The Big Ten men’s basketball tournament is generally the last to close the books on Selection Sunday. The league’s championship game is the television lead-in to the CBS selection show, the party before the party, the final automatic ticket punched.
But this upcoming winter will be radically different, a taste of the mid-major life. To secure the availability of Madison Square Garden in New York City, the Big Ten agreed to move its showcase winter tourney up a week: Feb. 28 to March 4.
Selection Sunday is March 11. Which means a gap from the end of the league tourney to the start of the Big Dance that used to be a handful of days is now probably a week and a half, minimum, for contending schools.

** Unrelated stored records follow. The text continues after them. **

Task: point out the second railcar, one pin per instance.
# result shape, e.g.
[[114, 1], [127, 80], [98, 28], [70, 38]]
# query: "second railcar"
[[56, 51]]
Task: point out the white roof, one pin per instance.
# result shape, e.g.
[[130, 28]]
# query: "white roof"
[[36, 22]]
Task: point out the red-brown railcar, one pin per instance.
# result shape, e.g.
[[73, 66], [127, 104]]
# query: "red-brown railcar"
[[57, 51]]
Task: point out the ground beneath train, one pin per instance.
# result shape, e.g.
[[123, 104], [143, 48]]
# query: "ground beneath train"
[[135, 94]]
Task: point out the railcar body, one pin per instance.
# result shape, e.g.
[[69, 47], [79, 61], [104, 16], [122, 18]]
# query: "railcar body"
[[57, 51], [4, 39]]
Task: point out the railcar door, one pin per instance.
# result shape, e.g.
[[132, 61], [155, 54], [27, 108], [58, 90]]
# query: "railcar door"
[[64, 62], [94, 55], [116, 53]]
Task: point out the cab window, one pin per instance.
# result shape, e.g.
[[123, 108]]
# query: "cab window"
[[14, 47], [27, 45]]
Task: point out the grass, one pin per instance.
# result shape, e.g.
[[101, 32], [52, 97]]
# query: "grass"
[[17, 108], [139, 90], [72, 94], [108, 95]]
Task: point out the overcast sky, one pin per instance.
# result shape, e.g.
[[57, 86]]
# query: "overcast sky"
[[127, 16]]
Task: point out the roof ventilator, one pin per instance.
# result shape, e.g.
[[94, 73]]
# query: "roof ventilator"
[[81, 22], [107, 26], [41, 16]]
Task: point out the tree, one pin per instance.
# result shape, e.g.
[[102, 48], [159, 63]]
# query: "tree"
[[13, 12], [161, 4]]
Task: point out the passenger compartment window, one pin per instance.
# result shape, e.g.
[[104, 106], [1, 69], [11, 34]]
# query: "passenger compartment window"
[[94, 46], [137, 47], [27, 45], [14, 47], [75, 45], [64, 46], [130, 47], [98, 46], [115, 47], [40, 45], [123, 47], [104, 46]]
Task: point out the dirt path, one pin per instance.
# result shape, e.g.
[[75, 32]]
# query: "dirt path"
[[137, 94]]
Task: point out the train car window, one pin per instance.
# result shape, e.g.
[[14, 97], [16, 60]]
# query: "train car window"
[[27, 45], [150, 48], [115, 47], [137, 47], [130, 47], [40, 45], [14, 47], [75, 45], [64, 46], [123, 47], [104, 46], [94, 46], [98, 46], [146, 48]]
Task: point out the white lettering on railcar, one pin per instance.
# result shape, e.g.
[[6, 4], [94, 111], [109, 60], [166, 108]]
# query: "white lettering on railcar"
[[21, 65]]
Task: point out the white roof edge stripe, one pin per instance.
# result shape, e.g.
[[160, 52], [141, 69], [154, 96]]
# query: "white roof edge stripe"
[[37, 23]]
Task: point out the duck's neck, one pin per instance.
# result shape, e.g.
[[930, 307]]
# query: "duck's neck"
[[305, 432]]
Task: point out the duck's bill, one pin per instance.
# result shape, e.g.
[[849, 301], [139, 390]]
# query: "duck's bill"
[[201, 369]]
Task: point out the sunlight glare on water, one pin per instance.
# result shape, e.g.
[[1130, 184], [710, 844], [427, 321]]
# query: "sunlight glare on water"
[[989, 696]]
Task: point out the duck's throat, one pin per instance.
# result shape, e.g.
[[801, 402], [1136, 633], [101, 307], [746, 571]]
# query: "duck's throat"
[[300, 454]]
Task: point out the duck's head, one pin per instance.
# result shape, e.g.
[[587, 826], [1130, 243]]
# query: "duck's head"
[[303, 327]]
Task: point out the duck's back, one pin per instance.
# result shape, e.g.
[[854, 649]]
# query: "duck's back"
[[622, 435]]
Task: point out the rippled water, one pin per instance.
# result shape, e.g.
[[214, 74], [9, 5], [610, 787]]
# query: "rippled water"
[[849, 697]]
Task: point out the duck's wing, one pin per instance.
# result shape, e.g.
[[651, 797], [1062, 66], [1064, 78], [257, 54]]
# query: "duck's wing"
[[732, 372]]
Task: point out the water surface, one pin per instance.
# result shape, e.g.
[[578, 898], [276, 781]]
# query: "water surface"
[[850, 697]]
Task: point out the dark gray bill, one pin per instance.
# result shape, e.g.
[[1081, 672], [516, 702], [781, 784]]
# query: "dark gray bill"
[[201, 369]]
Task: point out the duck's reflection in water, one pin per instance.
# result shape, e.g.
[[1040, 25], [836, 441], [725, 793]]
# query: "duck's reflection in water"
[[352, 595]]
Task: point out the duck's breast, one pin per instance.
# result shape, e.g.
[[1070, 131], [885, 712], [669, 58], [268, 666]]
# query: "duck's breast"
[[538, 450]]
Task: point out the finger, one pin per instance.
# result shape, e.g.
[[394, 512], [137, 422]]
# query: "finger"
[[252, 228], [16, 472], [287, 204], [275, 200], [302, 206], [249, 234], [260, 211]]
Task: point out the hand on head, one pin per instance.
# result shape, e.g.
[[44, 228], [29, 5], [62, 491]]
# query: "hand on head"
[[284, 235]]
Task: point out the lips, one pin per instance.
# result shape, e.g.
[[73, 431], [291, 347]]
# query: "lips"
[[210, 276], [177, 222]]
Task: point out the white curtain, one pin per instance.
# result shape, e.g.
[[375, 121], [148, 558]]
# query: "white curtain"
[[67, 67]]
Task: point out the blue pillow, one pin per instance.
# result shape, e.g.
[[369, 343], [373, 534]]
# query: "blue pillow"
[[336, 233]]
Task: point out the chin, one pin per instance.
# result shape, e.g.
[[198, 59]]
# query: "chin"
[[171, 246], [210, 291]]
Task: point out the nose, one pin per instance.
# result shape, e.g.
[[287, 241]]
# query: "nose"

“You literally go for a week and have no clue who you’re going to be playing,” Merchant said of the Big Ten women, who usually have a “gap” week between the end of the conference tourney and the selection show. “So as long as you have a good balance of rest, recovery and practice time, I think it’s a pretty beneficial thing.”
And there’s the rub.
Or rather, the rest.
Ease off the gas? Treat it like it’s the preseason again? Schedule a non-conference game early in the week, assuming an opponent is willing to shoehorn one in?
“How long a layoff is too long,” Northwestern athletic director Jim Phillips mused, “where it really starts to have an adverse effect when you go into the postseason, whether it’s the NCAA or the NIT?”
A fair question, that.
Here’s the thing, though: Recent history sides with Merchant.
Since 2010, 39 NCAA tournament teams have been seeded an 11 or better, and entered the Big Dance with a gap of nine days or longer since playing their last game. Those teams went on to post a combined record of 58-39, for a winning percentage of .598.
Only 10 of them — 25.6 percent — failed to win at least one NCAA contest after such a long break. And a dozen of them — 30.8 percent — actually went on to win more than one game in the tourney, with seven of those schools (Butler in 2010; Butler in 2011; VCU in 2011; Wichita State in 2013; Gonzaga in 2015; Syracuse in 2016; and Gonzaga in 2017) winning at least three tilts in the Dance:
Gonzaga, the beast of the West Coast Conference, has experienced more than a week off before the NCAA tourney as standard practice. The Zags are 15-8 (.652) in Bracketville since 2010 and have won at least one contest every year so far this decade.
When in doubt, ask Mark Few.
Better yet, ask Merchant.
“I did [think about an extra game], but I worry about an injury and that hurting [the postseason],” the Spartans coach noted. “Like if you, Heaven forbid, lost the game — to be in that situation.
“[North Carolina coach] Sylvia [Hatchell] did that a handful of times, somebody that they were pretty sure they could beat, just to stay in rhythm. But I just get too nervous about an injury or something.”
Practice time. Rest. Recovery. Reflection.
As for what she’d recommend to Tom Izzo? Start there.
“He hasn’t said anything to me. I’m sure it will be [fine],” Merchant said.
“It’s going to be a bit of a challenge, but at the same time, the one thing we’re always complaining about during the season, as coaches, is that you don’t have enough time to work on yourself. So I would tell him that you get to work on yourself.”